Lecture 17 Eventual Consistency, Bayou

Managing Update Conflicts in Bayou, a Weakly Connected Replicated Storage System
Terry, Theimer, Petersen, Demers, Spreitzer, Hauser
SOSP 95

some material from Flexible Update Propagation for Weakly Consistent Replication, SOSP 97

  • Why this paper?

    • Eventual consistency is pretty common
    • git, iPhone sync, Dropbox, Amazon Dynamo
    • Why do people like eventual consistency?
      • fast read/write of local copy (no primary, no paxos)
      • disconnected operation
    • What goes wrong?
      • doesn't look like "single copy" (no primary, no paxos)
      • conflicting writes to different copies
      • how to reconcile them when discovered?
    • Bayou has a reasonable reconciliation story
  • Paper context:

    • Early 1990s
    • Dawn of PDAs, laptops, tablets
      • H/W clunky but clear potential
      • Commercial devices did not have wireless
    • Devices might be off or not have network access
      • This problem has not gone away!
      • iPhone sync, Dropbox sync, Dynamo
  • Let's build a conference room scheduler

    • Only one meeting allowed at a time (one room).
    • Each entry has a time and a description.
    • We want everyone to end up seeing the same set of entries.
  • Traditional approach: one server

    • Server executes one client request at a time
    • Checks for conflicting time, says yes or no
    • Updates DB
    • Proceeds to next request
    • Server implicitly chooses order for concurrent requests
  • Why aren't we satisfied with central server?

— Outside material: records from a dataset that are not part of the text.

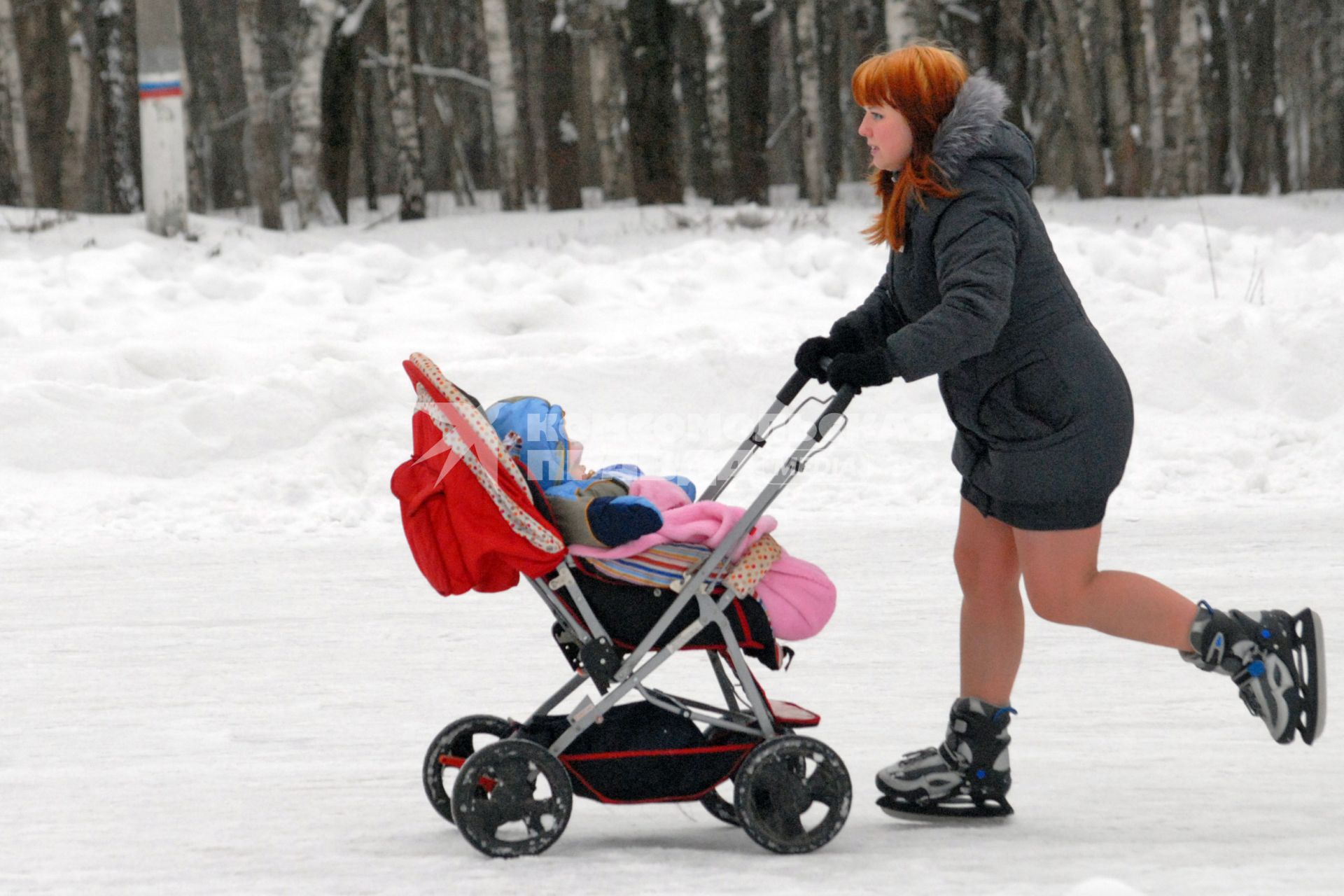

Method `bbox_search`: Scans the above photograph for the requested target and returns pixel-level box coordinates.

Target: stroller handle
[774,368,806,405]
[699,357,856,501]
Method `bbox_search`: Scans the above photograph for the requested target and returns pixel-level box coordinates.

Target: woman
[796,46,1325,814]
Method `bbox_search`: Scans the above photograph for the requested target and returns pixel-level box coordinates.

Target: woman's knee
[1027,576,1084,626]
[951,539,1021,601]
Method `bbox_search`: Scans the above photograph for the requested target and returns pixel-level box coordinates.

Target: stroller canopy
[393,354,564,595]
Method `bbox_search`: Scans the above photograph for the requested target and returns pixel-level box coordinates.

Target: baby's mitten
[587,496,663,548]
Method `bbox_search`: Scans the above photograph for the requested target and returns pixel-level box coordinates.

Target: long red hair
[850,44,967,251]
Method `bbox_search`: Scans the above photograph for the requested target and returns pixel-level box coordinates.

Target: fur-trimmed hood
[932,75,1036,187]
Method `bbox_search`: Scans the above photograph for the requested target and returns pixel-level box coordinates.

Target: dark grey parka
[832,76,1133,505]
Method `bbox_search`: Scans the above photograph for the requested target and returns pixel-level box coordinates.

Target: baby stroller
[393,355,852,857]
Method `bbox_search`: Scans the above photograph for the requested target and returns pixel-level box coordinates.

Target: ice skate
[878,697,1016,818]
[1182,602,1325,744]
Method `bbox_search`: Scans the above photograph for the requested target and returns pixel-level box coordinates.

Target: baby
[485,396,695,548]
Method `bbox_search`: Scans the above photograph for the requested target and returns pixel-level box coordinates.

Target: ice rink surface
[0,190,1344,896]
[0,505,1344,896]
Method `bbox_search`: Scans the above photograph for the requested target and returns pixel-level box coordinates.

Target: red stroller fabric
[393,355,564,595]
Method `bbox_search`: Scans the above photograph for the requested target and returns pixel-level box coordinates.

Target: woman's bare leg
[1012,525,1198,650]
[953,498,1023,706]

    • I want to use scheduler on disconnected iPhone
      • So need DB replica in each node.
      • Modify on any node, as well as read.
    • Periodic connectivity to net.
    • Periodic direct contact with other calendar users (e.g. bluetooth, IR).
  • Straw man 1: merge DBs.

    • Similar to iPhone calendar sync, or file sync.
    • May need to compare every DB entry -- lots of time and net b/w.
    • Still need a story for conflicting entries, i.e. two meetings at same time.
      • User may not be available to decide at time of DB merge.
      • So need automatic reconciliation.
  • Idea for conflicts: update functions

    • Application supplies a function, not a new value.
    • Read current state of DB, decide best change.
    • E.g. "Meet at 9 if room is free at 9, else 10, else 11."
      • Rather than just "Meet at 9"
    • Function can make reconciliation decision for absent user.
    • Sync exchanges functions, not DB content.
  • Problem: can't just apply update functions to DB replica

    • A's fn: staff meeting at 10:00 or 11:00
    • B's fn: hiring meeting at 10:00 or 11:00
    • X syncs w/ A, then B
    • Y syncs w/ B, then A
    • Will X put A's meeting at 10:00, and Y put A's at 11:00?
  • Goal: eventual consistency

    • OK for X and Y to disagree initially
    • But after enough syncing, outcomes should converge
  • Idea: ordered update log

    • Ordered log of updates at each node.
    • Syncing: ensure both nodes have same updates in log.
    • DB is result of applying update functions in order.
    • Same log -> same order -> same DB content.
  • How can nodes agree on update order?

    • Update ID: (time T, node ID)
    • T is creating node's wall-clock time.
    • Ordering updates a and b:
      • a < b if a.T < b.T or (a.T = b.T and a.ID < b.ID)
  • Example:

    • <10,A>: staff meeting at 10:00 or 11:00
    • <20,B>: hiring meeting at 10:00 or 11:00
    • What's the correct eventual outcome?
      • the result of executing update functions in timestamp order
      • staff at 10:00, hiring at 11:00
  • What DB content before sync?

    • A: staff at 10:00
    • B: hiring at 10:00
    • This is what A/B user will see before syncing.
  • Now A and B sync with each other

    • Each sorts new entries into its log, order by time-stamp
    • Both now know the full set of updates
    • A can just run B's update function
    • But B has already run B's operation, too soon!
  • Roll back and replay

    • B needs to to "roll back" DB, re-run both ops in the right order
    • Big point: the log holds the truth; the DB is just an optimization
      • Similar to SM in Paxos: it's a materialization of the logged ops.
    • We will optimize roll-back in a bit
  • Displayed meeting room calendar entries are "tentative"

    • B's user saw hiring at 10, then it changed to hiring at 11
  • Will update order be consistent with wall-clock time?

    • Maybe A went first (in wall-clock time) with <10,A>
    • Node clocks unlikely to be perfectly synchronized
    • So B could then generate <9,B>
    • B's meeting gets priority, even though A asked first
    • Not "externally consistent"
  • Will update order be consistent with causality?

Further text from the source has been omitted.